Monday, May 14, 2018

#BehindTheStory - Crow Magic

Crow Magic, is about a Native American shape shifter. I was asked how I attained my interest and knowledge of Native American legend and lore. My response became a story.

After the Civil War, my great-great grandfather, Gardner Avery, left his New York regiment to settle with his wife, Helen Greenleaf Kern, in a rural area near Grand Rapids, Michigan, named Jamestown. He kept a diary, which remains in the family, of his daily activities and expenses. On the land he purchased to farm, a tribe of Native Americans resided. The couple let the Potawatomi continue to live and hunt on the land.

Potawatomi Warrior
Over time they developed close friendships with many of the tribal folk. My great-great-grandmother became very close to the medicine woman of the tribe who taught her the use of herbs in food and healing. The Avery’s interest in the art of the tribe eventually led to them learning how to make the Native American pottery. Through stories shared around meals, they learned the spirituality of the Native Americans.

At the time, Grand Rapids was one of the first large scale trading posts used by the Ottawa, Potawatomi and the Chippewa. My ancestors learned valuable information from their relationships with these tribes, which lead them to have a successful farm and healthy family. Despite the Avery’s wishes, the government forced the tribe off the land and into a reservation. According to family legend, Helen and her dearest friend spent the last days together. After hugs and many tears, she stood in a field and watched the tribe travel until they were out of sight.

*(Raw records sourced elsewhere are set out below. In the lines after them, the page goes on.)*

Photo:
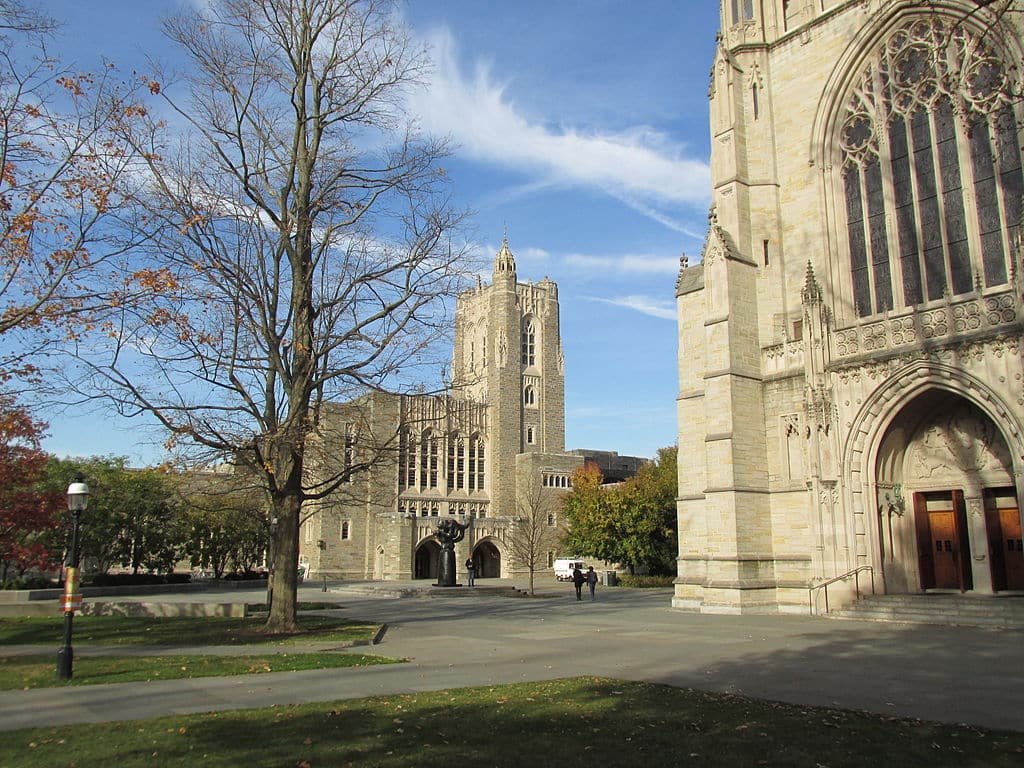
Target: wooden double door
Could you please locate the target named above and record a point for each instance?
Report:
(943, 545)
(1003, 519)
(942, 540)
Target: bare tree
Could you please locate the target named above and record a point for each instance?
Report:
(535, 529)
(299, 247)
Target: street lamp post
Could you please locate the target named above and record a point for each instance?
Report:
(78, 500)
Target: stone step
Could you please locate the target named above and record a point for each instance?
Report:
(953, 610)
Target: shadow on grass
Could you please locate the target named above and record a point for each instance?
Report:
(956, 675)
(585, 721)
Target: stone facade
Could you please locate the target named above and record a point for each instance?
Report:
(850, 345)
(471, 454)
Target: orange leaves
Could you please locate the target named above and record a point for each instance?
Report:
(158, 281)
(76, 84)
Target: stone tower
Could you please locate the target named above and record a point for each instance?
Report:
(508, 355)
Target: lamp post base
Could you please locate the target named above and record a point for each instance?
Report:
(66, 655)
(66, 659)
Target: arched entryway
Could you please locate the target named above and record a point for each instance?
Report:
(488, 560)
(947, 511)
(427, 558)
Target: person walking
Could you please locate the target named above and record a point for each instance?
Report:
(578, 580)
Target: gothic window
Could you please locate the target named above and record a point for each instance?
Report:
(742, 10)
(528, 351)
(426, 441)
(460, 464)
(453, 446)
(430, 450)
(931, 166)
(476, 464)
(348, 457)
(407, 460)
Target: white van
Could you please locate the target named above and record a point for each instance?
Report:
(564, 568)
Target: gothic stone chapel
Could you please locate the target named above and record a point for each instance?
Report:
(850, 345)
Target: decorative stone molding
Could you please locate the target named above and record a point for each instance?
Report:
(987, 313)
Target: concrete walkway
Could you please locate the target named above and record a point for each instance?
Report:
(949, 674)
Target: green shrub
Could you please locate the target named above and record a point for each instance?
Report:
(638, 582)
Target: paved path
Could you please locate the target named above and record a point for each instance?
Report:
(956, 675)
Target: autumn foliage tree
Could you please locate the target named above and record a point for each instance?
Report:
(27, 511)
(131, 521)
(632, 523)
(297, 246)
(64, 166)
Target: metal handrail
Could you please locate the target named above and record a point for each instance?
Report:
(856, 586)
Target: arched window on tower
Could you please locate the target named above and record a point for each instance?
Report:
(528, 354)
(931, 169)
(426, 442)
(453, 449)
(407, 460)
(742, 10)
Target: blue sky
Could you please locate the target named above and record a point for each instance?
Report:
(581, 127)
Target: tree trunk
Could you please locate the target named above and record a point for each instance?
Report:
(282, 614)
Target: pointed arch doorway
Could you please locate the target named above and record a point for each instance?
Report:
(948, 514)
(488, 560)
(427, 558)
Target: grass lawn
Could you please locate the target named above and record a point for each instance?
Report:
(177, 631)
(578, 722)
(38, 672)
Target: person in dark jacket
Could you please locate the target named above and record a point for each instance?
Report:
(578, 581)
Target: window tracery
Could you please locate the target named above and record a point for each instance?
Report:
(931, 169)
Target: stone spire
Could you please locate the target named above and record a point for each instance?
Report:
(505, 261)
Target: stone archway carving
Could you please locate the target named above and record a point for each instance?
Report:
(930, 430)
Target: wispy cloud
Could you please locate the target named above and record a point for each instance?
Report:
(626, 263)
(643, 304)
(640, 166)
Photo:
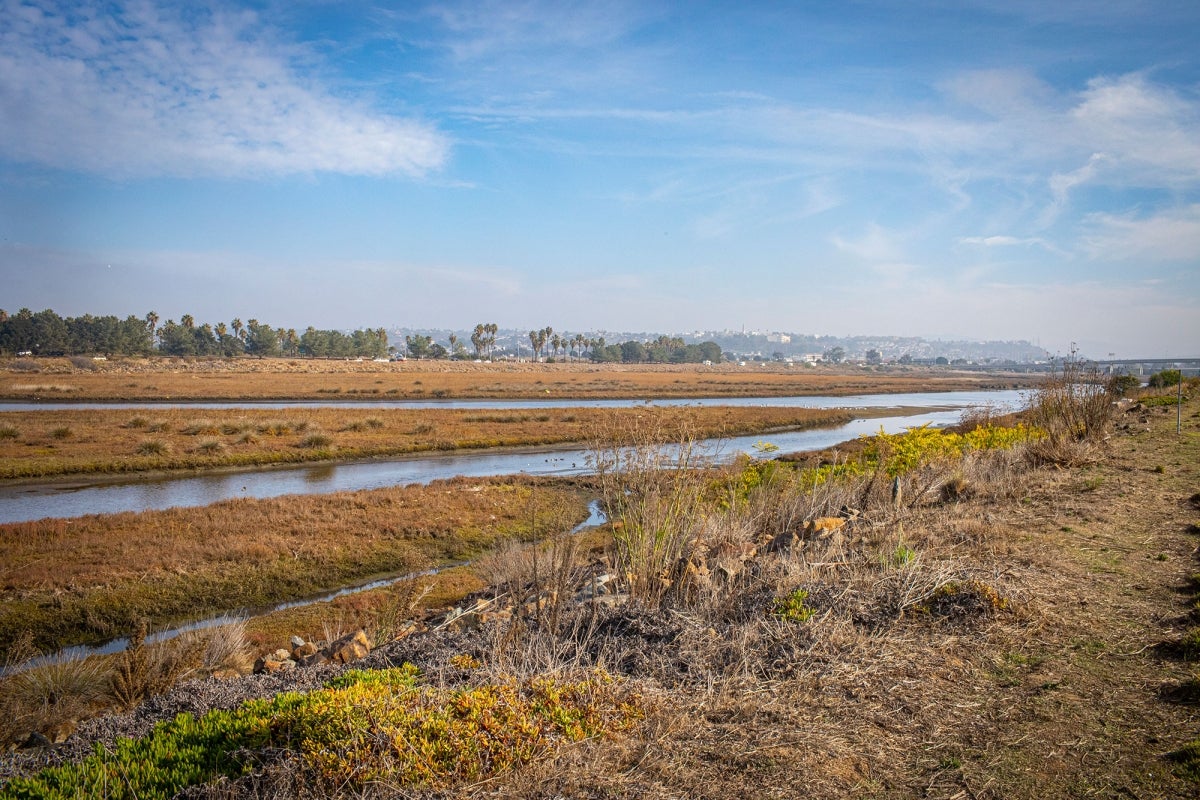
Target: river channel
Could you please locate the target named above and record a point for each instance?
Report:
(21, 503)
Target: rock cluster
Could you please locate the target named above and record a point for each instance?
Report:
(349, 648)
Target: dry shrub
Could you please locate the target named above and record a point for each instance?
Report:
(653, 492)
(144, 669)
(400, 607)
(227, 648)
(1073, 404)
(46, 696)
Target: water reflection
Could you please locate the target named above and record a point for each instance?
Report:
(957, 400)
(18, 504)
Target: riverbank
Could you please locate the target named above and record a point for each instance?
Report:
(165, 379)
(87, 443)
(81, 581)
(1023, 629)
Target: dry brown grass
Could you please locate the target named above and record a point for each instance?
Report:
(105, 441)
(1015, 639)
(175, 379)
(73, 581)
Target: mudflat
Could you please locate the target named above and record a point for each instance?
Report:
(165, 379)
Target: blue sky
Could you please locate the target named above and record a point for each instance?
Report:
(940, 168)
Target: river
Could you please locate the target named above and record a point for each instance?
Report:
(21, 503)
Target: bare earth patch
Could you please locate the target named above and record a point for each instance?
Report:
(1025, 636)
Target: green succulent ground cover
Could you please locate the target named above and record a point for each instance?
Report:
(365, 727)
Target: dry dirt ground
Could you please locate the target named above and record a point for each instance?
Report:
(1080, 689)
(262, 379)
(1074, 681)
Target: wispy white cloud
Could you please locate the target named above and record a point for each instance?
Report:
(1170, 235)
(135, 90)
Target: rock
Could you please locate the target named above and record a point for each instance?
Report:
(271, 665)
(304, 649)
(63, 731)
(36, 740)
(349, 648)
(595, 587)
(499, 615)
(462, 619)
(313, 660)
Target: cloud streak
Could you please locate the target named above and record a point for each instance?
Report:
(136, 91)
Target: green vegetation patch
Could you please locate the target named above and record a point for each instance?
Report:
(365, 727)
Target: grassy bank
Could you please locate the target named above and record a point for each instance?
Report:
(283, 379)
(78, 581)
(46, 444)
(949, 615)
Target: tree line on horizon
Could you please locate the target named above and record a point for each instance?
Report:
(48, 334)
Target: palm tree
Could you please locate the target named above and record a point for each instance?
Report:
(492, 330)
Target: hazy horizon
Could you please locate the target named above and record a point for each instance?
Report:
(979, 170)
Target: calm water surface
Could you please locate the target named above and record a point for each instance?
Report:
(24, 503)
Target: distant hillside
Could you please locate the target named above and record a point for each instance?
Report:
(780, 344)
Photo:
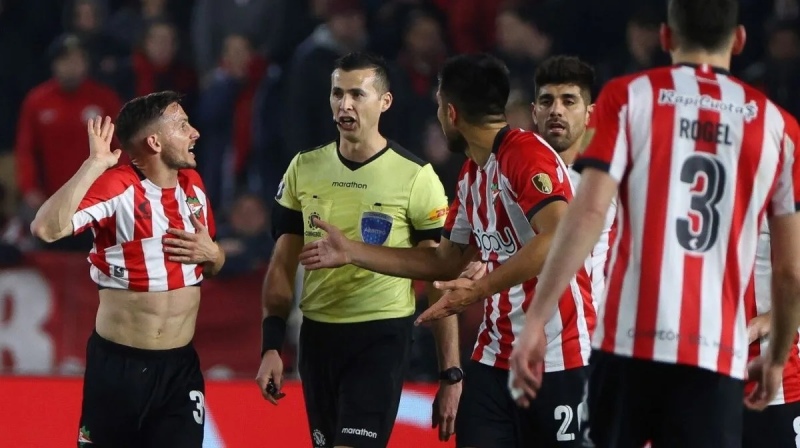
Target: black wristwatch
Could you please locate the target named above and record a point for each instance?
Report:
(452, 375)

The information, stories, and traditions my ancestors learned have been passed down through the
generations. I grew up listening to the stories my grandmother told of visiting the farm and her grandparents. She also shared aspects of the Native American spirituality and showed us how similar it is to Christianity.

 In the 1950s, my grandparents purchased property and build a cottage on Coldwater Lake, not far from Mt. Pleasant, Michigan. We spent many summers at the cottage, where we collected arrowheads we found in the local sand pits. A Chippewa family owned a cottage near ours and “Indian Dave” would share their stories, dances, and traditions with us while we sat around a bonfire.

I could say the knowledge of herbals and spirituality lives in me because of the ties of my family with the tribes of Michigan and beginning embraced by each generation of my family.

To add to my family history, my cousin’s father was from a Seminole tribe and my brother-in-law is a descendant of a French Trader and Blackfoot Indian woman. Funny, how a person with the Welch/Swedish/German heritage I have, can be neatly blended with Native American legend and lore. Grandmother used to tell us that our legacy isn’t only family blood but also the land we live in.

Indian Dave
Eagle Dance is Book 2 in the Legend of the Spirit series and features another Native American shifter from the Chippewa tribe who is looking for a special woman who will love him for who and what he is. Indian Dave's spirit makes an appearance.